We believe he is in a honeymoon as he has recently reduced his dose to two units of insulatard (weighs 10 kg/22.2 pounds) from eight units, but we had the same problem before the honeymoon. Before the honeymoon, he would sometimes have waking, 7 a.m., readings in the 20s mmol/L [260 to 522 mg/dl]. We have tried to cut out his night feedings with no success and ideally would like to continue with them for a few months. Getting baby used to his change in diet, finger pricks and injections is hard enough without refusing him milk, too. Do you have any suggestions that might help to get his morning blood glucose levels lower? Is there anything else we can try with the timing and dose of the injections or is there another insulin regime we could try with a breast feeding baby? His levels are acceptable through the rest of the day although he often has a hypoglycemic reaction around lunchtime at the peak of the Insulatard.

Answer:

From: DTeam Staff

First, let me say that managing diabetes in such a young child is very difficult, both because they feed very irregularly and because many insulins appear to have “different than expected” time profiles in very young children.

For children your son’s age, our center uses a target blood sugar range of 150 to 250 mg/dl [8.3 to 13.9 mmol/L]. This means that your morning blood sugars of 180 to 270 mg/dl [10 to 15 mmol/L] are in our acceptable range for a child this young. However, the reason that your child’s blood sugars are rising so much overnight is that he doesn’t have any insulin left to cover his overnight feedings.

Although I appreciate your reticence to changing his routine, a child his age, with or without diabetes, is able to be weaned from overnight nutritive feedings.

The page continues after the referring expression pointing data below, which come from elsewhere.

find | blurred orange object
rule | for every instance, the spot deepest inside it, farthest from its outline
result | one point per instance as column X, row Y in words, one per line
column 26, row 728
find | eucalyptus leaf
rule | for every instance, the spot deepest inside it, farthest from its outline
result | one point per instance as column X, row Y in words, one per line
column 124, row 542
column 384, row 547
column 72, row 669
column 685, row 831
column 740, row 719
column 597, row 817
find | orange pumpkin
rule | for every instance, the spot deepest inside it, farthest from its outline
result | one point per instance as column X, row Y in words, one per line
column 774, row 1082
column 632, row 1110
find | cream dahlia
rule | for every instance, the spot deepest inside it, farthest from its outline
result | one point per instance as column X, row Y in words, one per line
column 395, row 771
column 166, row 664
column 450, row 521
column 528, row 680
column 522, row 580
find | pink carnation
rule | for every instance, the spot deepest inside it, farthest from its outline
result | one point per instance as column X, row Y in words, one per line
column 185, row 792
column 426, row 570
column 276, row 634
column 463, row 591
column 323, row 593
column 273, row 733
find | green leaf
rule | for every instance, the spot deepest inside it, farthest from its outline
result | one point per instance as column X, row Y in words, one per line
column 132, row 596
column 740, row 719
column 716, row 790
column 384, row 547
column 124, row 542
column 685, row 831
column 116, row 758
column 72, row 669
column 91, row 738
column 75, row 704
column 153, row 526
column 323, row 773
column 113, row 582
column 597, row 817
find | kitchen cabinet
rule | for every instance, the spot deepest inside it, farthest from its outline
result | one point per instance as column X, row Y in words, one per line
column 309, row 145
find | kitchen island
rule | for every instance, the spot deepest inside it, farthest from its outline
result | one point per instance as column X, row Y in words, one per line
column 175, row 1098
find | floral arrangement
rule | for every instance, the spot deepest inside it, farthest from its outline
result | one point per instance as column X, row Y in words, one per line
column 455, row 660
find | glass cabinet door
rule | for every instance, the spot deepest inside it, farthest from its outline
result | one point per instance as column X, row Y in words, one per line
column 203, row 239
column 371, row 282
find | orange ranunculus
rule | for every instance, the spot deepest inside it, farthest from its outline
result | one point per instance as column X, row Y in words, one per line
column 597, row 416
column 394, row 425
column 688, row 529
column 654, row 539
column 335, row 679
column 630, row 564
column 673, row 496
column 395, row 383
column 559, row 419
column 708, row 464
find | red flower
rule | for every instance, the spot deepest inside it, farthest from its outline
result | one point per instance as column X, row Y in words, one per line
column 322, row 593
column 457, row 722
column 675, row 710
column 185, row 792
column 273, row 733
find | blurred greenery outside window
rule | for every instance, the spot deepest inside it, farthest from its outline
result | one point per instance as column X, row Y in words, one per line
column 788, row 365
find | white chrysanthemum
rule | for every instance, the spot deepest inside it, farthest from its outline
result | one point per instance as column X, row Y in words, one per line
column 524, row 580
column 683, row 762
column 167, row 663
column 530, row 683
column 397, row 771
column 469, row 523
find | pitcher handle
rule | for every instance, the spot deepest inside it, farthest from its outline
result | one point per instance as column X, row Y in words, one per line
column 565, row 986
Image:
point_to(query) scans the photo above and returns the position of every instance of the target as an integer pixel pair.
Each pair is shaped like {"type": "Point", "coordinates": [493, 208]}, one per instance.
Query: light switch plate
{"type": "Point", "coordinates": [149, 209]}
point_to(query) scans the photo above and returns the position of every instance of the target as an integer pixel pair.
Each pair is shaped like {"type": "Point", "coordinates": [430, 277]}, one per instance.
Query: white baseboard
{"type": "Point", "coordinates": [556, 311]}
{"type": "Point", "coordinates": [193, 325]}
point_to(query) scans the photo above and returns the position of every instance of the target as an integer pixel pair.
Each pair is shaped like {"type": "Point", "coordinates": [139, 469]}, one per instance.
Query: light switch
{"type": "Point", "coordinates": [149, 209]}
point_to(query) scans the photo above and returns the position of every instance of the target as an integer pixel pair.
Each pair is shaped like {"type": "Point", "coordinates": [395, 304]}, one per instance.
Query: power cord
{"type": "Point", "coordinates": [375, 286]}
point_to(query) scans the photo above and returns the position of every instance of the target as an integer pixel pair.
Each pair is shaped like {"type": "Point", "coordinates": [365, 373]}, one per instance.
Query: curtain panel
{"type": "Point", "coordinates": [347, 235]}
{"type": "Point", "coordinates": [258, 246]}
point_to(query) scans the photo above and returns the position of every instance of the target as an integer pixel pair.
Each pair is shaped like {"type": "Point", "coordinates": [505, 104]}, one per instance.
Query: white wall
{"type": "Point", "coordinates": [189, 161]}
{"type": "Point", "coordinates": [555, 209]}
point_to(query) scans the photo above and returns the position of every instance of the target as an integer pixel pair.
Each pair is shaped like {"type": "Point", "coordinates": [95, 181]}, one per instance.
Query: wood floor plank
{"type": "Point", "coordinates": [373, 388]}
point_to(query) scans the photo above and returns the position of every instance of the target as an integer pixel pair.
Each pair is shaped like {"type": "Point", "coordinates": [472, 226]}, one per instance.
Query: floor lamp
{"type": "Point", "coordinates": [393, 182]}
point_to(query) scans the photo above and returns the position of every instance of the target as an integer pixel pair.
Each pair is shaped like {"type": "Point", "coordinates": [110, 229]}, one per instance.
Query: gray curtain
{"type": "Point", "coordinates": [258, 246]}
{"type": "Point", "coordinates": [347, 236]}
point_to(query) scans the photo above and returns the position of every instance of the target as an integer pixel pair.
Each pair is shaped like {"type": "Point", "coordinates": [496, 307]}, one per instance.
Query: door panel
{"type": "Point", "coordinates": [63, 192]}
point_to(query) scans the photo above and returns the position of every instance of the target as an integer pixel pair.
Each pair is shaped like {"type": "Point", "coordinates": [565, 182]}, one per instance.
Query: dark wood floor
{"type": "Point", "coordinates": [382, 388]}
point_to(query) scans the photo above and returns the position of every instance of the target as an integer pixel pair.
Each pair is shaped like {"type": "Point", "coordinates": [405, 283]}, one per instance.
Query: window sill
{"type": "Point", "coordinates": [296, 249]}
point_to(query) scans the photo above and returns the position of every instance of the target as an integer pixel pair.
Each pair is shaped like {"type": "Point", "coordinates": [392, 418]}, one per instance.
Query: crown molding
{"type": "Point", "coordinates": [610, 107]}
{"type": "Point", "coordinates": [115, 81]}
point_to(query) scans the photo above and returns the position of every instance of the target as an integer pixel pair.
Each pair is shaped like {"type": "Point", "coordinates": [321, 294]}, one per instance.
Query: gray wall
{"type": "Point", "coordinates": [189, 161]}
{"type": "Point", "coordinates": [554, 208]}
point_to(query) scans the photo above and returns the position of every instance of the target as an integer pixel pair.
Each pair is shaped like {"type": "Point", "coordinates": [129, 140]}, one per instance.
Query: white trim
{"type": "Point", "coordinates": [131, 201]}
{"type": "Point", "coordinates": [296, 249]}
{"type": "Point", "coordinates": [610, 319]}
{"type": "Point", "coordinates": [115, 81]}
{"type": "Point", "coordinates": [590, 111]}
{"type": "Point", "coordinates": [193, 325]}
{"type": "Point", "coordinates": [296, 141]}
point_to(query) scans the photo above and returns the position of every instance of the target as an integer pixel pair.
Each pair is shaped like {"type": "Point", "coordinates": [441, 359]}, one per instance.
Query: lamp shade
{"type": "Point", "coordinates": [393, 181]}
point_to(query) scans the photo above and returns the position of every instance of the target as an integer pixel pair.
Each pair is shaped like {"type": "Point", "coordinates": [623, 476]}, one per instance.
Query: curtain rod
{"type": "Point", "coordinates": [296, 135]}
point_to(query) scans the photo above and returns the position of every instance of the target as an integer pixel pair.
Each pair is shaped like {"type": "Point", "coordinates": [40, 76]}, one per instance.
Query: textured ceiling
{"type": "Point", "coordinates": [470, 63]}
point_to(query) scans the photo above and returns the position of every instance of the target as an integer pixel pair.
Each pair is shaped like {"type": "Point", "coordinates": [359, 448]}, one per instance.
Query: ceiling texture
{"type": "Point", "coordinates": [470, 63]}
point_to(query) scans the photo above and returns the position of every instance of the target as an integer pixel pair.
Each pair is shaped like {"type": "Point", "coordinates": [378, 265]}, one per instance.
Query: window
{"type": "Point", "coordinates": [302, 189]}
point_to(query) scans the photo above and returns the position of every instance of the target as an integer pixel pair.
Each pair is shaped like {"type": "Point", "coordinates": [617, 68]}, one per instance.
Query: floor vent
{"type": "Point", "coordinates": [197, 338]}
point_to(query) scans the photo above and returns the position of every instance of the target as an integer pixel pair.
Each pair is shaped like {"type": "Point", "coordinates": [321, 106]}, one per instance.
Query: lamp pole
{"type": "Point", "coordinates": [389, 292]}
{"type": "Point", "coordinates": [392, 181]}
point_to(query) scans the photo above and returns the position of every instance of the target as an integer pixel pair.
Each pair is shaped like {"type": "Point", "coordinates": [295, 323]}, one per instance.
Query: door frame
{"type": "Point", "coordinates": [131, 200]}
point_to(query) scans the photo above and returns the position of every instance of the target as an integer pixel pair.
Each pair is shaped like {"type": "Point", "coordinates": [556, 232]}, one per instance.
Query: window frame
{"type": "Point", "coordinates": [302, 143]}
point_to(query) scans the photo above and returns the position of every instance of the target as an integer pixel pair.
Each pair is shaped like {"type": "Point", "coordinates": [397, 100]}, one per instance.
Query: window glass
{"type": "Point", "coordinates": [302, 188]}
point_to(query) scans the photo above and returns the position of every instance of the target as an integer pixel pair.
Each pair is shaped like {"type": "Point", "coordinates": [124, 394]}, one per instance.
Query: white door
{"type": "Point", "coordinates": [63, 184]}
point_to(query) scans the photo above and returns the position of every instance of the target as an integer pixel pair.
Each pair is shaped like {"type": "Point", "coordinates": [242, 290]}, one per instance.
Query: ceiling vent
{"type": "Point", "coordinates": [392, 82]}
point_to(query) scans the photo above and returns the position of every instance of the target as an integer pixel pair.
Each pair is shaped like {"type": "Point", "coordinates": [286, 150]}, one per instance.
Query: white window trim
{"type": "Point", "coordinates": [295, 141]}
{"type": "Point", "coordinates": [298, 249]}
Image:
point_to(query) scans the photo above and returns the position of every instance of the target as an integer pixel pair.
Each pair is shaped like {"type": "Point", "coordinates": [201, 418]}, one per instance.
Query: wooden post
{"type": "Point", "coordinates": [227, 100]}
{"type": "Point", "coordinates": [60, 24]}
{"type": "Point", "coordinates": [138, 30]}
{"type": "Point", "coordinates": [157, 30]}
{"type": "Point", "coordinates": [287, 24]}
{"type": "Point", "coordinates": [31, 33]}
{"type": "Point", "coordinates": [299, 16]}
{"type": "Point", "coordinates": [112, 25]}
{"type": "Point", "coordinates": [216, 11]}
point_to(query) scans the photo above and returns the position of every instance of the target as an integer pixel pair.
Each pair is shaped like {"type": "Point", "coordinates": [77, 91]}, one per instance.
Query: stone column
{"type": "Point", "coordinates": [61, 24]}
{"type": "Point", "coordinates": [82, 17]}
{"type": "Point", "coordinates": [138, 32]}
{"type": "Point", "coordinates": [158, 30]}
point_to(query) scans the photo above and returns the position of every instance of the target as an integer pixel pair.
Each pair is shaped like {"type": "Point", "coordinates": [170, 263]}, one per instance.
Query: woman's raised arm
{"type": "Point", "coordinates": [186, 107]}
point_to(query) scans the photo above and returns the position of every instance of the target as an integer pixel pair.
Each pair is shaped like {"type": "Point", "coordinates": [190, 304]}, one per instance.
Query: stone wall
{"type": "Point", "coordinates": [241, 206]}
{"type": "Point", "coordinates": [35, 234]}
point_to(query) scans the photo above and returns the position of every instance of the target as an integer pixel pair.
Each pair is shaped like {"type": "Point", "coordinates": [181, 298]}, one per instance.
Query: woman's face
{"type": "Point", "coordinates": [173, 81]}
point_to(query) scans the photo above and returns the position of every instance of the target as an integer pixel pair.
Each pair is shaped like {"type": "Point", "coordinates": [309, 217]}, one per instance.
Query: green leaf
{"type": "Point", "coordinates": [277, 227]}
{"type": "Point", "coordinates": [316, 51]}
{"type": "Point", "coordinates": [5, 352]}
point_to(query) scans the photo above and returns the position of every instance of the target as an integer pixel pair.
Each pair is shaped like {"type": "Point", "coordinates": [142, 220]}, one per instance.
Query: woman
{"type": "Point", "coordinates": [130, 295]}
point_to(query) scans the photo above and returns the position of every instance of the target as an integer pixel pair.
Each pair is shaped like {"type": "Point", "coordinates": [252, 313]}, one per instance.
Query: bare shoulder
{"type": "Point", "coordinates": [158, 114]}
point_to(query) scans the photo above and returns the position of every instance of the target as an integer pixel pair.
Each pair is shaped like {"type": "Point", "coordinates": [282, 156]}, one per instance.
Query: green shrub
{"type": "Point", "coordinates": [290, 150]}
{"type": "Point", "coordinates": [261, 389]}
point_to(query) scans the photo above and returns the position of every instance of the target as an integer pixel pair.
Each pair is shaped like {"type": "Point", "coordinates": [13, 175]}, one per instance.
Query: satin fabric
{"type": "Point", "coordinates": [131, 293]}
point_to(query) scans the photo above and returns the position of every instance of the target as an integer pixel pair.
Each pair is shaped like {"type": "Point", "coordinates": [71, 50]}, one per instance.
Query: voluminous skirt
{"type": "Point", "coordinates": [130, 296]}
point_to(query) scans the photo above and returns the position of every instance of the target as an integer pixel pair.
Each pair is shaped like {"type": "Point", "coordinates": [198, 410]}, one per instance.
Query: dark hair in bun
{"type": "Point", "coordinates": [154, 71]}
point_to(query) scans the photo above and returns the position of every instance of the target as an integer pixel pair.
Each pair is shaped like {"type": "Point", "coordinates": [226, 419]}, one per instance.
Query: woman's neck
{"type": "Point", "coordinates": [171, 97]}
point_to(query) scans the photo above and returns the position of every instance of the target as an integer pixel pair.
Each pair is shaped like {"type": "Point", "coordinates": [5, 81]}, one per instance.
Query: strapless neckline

This is important not only so you and he can learn to sleep through the night, but also for his dental health as bottle-feeding or nursing overnight can cause nursing cavities. To do this, I would recommend starting, since he’s (hopefully!) taking liquids from a cup as well as a breast, to offer him milk in a cup rather than the breast milk and then to dilute the milk in his 4 a.m. feeding with water. If then he’s still taking the feeding as water, cut the volume. Eventually, he will drop this feed and eat more other times during the day. Then, work on weaning the one after his bedtime.

If it is imperative to you that your child still get overnight feedings, occasionally a small amount of rapid acting insulin administered with the feedings can help attenuate the swings in blood sugar. If your child is getting only two units of insulin per day, I’d guesstimate that he only needs one unit of rapid acting insulin per 250 grams of carbohydrate and probably less than that overnight. Make sure you discuss this with your diabetes team.